В гостиную вошел дворецкий в светло-зеленой ливрее с подносом в руках. Алюз Ифигения взяла два бокала, один из них протянула Герсену.
– И если вас убьют или поймают – как я смогу тогда покинуть Фамбер, если решусь на это?
Герсен невесело рассмеялся.
– Если бы я серьезно задумывался над подобными вопросами, я бы стал опасаться всего этого. Страх сковал бы мои действия, а вследствие этого резко бы возросла угроза моей поимки или гибели. Если вы выйдете замуж за Сиона Трамбле, то, как мне кажется, столкнетесь с точно такими же трудностями.
Алюз Ифигения чуть вздернула обнаженные нежные плечи – она была в белом вечернем платье в оборках без рукавов, которым в этом городе отдавали явное предпочтение.
– Он красив, благороден, справедлив, почтителен – и, пожалуй, даже слишком хорош для меня.
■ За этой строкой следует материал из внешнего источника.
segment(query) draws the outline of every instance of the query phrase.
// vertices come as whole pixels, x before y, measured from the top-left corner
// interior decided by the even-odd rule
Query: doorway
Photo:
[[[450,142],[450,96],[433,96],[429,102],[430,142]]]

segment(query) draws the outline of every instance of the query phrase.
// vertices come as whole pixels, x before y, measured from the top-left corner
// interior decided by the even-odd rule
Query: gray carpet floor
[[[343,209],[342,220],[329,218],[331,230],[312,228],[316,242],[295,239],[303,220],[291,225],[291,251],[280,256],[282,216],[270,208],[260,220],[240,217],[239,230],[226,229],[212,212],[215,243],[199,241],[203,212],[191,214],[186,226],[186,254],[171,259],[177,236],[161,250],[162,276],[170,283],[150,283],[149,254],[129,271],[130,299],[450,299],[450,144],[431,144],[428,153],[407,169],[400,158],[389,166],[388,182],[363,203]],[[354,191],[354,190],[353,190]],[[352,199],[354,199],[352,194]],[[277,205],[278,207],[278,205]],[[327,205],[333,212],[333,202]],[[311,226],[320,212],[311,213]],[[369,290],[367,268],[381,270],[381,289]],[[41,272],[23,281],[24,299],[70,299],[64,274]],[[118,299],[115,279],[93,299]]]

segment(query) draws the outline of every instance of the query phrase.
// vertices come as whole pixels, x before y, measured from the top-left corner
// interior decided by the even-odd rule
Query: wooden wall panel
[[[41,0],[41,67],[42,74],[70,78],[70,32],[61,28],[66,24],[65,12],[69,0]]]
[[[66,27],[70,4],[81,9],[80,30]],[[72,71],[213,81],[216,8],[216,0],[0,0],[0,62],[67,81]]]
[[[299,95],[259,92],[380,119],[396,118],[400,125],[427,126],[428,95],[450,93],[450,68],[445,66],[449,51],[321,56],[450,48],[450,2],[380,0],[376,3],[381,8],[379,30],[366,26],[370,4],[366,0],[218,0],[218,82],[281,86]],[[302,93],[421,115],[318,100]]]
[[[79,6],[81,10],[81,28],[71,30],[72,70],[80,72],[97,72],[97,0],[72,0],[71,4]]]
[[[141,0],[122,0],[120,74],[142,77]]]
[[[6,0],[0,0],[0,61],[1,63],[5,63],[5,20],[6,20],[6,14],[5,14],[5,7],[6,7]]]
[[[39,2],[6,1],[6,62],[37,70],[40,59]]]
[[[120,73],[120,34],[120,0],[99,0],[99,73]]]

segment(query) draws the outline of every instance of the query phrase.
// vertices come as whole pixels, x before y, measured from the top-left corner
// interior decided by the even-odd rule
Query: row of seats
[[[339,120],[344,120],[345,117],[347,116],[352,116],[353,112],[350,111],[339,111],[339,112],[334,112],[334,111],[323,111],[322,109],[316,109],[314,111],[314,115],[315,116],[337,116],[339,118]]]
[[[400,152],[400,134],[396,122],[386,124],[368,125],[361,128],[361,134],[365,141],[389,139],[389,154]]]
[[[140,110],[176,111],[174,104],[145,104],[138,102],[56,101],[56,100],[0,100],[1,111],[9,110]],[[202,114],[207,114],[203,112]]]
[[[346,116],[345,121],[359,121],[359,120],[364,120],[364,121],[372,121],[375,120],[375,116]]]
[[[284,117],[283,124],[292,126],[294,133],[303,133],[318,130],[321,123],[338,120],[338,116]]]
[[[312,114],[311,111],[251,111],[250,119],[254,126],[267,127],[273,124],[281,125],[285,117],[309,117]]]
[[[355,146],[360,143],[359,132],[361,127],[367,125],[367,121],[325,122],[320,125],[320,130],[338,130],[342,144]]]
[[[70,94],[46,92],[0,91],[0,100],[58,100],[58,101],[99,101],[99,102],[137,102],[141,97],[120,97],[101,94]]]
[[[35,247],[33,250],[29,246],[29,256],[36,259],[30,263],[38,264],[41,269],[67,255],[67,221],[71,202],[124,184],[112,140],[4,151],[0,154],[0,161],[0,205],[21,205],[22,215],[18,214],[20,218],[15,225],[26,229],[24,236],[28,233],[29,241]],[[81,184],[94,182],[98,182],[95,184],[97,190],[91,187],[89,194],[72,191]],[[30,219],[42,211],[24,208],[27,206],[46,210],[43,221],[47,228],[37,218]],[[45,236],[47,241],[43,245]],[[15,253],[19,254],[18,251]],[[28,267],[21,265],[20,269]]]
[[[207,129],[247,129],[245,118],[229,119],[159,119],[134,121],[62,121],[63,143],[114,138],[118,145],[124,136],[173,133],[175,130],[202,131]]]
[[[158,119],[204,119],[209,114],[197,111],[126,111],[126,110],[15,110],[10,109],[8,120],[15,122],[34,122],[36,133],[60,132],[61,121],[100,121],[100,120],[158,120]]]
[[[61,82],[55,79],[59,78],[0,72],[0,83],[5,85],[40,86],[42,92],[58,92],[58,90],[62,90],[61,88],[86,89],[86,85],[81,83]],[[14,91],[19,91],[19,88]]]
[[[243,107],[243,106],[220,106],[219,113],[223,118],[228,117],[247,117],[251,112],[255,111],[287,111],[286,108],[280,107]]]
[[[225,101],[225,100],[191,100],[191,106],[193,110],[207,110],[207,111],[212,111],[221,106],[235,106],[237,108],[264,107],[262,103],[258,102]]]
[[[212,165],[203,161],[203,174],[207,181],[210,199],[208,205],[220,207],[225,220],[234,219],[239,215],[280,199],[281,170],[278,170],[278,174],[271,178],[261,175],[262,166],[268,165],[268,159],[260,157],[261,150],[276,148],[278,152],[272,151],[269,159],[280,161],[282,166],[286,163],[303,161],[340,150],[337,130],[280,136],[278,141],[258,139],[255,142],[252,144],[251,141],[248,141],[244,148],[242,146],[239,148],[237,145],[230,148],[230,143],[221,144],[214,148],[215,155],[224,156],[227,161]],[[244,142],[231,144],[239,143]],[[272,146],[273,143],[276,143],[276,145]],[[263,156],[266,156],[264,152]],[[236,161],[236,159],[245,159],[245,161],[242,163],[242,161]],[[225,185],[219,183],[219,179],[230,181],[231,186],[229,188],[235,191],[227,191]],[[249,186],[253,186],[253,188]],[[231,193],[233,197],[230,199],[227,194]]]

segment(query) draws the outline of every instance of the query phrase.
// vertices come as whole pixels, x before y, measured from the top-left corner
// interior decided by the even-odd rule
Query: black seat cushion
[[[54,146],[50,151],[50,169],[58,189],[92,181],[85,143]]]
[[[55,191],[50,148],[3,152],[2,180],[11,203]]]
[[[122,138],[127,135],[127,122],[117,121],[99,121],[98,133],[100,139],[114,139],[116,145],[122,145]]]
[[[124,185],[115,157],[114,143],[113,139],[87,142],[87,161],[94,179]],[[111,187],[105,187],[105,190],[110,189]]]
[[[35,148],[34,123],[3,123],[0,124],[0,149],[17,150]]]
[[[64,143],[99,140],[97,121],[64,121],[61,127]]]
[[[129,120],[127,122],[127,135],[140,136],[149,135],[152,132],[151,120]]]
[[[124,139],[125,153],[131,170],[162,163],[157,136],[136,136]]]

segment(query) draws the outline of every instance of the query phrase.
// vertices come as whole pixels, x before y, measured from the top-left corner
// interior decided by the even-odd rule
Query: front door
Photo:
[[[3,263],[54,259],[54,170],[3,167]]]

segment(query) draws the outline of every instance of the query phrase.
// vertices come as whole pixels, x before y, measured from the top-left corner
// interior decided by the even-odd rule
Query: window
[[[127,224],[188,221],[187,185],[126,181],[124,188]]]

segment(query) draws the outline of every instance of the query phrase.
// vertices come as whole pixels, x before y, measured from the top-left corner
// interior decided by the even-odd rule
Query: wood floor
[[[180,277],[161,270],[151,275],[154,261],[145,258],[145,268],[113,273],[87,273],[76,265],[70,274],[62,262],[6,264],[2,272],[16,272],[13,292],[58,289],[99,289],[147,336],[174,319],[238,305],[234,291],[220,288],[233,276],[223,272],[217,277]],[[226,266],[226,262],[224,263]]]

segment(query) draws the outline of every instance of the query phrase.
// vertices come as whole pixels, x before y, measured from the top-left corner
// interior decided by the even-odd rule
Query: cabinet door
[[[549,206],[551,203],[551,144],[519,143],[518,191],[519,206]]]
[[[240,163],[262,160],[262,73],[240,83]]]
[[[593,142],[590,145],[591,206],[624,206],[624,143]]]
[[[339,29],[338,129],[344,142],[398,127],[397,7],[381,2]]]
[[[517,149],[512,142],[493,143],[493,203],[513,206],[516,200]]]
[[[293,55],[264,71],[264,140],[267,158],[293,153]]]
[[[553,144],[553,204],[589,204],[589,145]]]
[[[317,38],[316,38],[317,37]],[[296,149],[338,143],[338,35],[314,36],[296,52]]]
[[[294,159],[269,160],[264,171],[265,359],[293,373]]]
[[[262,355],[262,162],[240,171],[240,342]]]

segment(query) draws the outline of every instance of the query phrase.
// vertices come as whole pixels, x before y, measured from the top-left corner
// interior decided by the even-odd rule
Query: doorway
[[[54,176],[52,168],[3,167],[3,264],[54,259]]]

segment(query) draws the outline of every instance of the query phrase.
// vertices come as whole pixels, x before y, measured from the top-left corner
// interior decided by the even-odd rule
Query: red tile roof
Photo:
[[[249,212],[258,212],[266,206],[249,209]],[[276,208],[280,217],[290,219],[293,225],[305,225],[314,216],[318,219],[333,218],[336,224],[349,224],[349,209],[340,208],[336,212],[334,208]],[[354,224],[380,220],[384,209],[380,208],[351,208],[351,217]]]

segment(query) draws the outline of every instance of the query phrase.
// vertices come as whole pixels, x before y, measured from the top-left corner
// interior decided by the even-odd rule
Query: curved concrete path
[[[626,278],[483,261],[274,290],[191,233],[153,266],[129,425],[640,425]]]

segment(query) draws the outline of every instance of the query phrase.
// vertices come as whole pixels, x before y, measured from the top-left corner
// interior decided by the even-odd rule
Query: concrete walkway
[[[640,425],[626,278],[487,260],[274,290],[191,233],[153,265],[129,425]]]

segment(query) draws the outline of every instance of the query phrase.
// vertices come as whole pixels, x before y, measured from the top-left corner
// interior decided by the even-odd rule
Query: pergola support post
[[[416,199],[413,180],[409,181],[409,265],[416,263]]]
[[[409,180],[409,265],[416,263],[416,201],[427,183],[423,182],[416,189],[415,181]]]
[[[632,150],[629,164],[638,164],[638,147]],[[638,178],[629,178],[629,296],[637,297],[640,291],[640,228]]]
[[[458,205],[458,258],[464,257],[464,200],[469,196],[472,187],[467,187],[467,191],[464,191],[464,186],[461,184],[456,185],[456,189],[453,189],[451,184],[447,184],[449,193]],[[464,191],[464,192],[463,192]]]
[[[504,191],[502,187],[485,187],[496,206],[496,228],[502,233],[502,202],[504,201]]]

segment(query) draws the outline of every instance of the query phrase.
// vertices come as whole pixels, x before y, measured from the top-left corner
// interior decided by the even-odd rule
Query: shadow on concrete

Неожиданно для самой себя я обнаружила, что у меня появились такие мысли и желания, которые раньше были мне неведомы. – Она обвела взглядом комнату, на мгновенье прислушалась к гулу голосов, затем снова повернулась к Герсену. – Мне трудно выразить словами те чувства, что меня обуревают – но в эпоху, когда мужчины и женщины почти мгновенно пересекают космическое пространство, когда сотни планет объединились в Ойкумену, когда возможно все, что только доступно человеческому воображению, эта отдаленная крошечная планета с доведенными до крайности добродетелями и пороками кажется неправдоподобной.